Well, anecdotal evidence is rarely acceptable, with the exception of a person reporting on their personal perception or emotional states (as no one else can experience those states)...but then the epistemology of testimony and correct interpretation of the sensory data applies.
What makes it more difficult is that religious experiences are so often very different from one another. They don't report the same happenings, yet will assume the same entities or forces are behind their experiences.
The proper empirical evidence would be an entity that repeatedly, and under scrutiny, could display the powers attributed to it. This would be empirical evidence.
How then do you get valid empirical data? Could you provide a hypothetic example?
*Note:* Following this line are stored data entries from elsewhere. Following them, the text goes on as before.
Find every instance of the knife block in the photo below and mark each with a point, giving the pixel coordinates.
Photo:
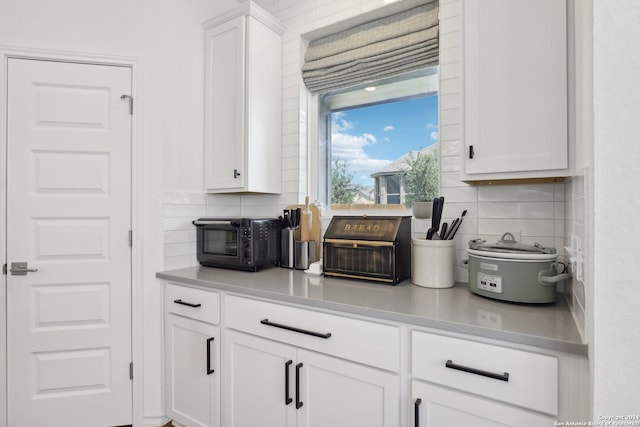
(315, 226)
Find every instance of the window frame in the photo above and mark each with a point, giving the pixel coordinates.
(318, 155)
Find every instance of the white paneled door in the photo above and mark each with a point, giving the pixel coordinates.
(69, 216)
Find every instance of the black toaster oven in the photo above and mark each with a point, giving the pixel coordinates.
(238, 243)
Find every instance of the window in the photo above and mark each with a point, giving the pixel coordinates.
(378, 143)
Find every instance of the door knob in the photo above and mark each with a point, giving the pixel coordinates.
(21, 269)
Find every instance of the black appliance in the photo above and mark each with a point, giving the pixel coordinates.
(238, 243)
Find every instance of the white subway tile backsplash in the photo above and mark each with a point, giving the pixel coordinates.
(524, 210)
(450, 164)
(169, 224)
(223, 211)
(191, 210)
(526, 227)
(450, 179)
(542, 213)
(180, 236)
(184, 198)
(466, 194)
(183, 261)
(523, 193)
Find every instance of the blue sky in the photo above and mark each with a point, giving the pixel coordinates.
(369, 138)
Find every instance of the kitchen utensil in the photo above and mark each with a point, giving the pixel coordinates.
(454, 228)
(287, 218)
(438, 205)
(305, 221)
(432, 263)
(443, 230)
(511, 271)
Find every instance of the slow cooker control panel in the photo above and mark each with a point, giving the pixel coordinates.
(490, 283)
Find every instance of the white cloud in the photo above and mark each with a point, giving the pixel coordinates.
(350, 149)
(370, 138)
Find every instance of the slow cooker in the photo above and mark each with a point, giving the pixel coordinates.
(511, 271)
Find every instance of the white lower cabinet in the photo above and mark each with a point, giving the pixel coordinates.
(436, 406)
(192, 357)
(458, 382)
(234, 361)
(268, 383)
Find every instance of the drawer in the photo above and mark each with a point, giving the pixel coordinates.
(193, 303)
(362, 341)
(513, 376)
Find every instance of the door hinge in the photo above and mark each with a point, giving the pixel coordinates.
(130, 98)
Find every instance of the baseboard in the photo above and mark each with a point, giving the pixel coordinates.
(157, 421)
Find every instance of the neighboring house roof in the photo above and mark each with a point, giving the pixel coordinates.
(364, 195)
(396, 166)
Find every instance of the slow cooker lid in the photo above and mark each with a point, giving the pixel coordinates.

I guess if God found it important enough, he could show himself to the scientific community in an obvious way. I find religion to be awfully subtle if it is true...like God is hiding himself. I mean, God supposedly just wants our love...so why does he make it so hard to even confirm his existence? My friend argues that "you're using a human standard, you have to use God's standard in this," but that seems to put the cart before the horse...and not only that, but I AM human, so a human standard is all I really have.
The example above is really the kind of thing it will take. It has to be consistent, it has to be communicable, and it has to be obvious. God is a pretty extraordinary claim, and extraordinary claims require extraordinary evidence...you would believe me if I told you I had 5lbs of salt in my room as that is not extraordinary, but you would require a LOT more proof (direct observational evidence probably) if I told you I had 5lbs of Plutonium...as that's extraordinary.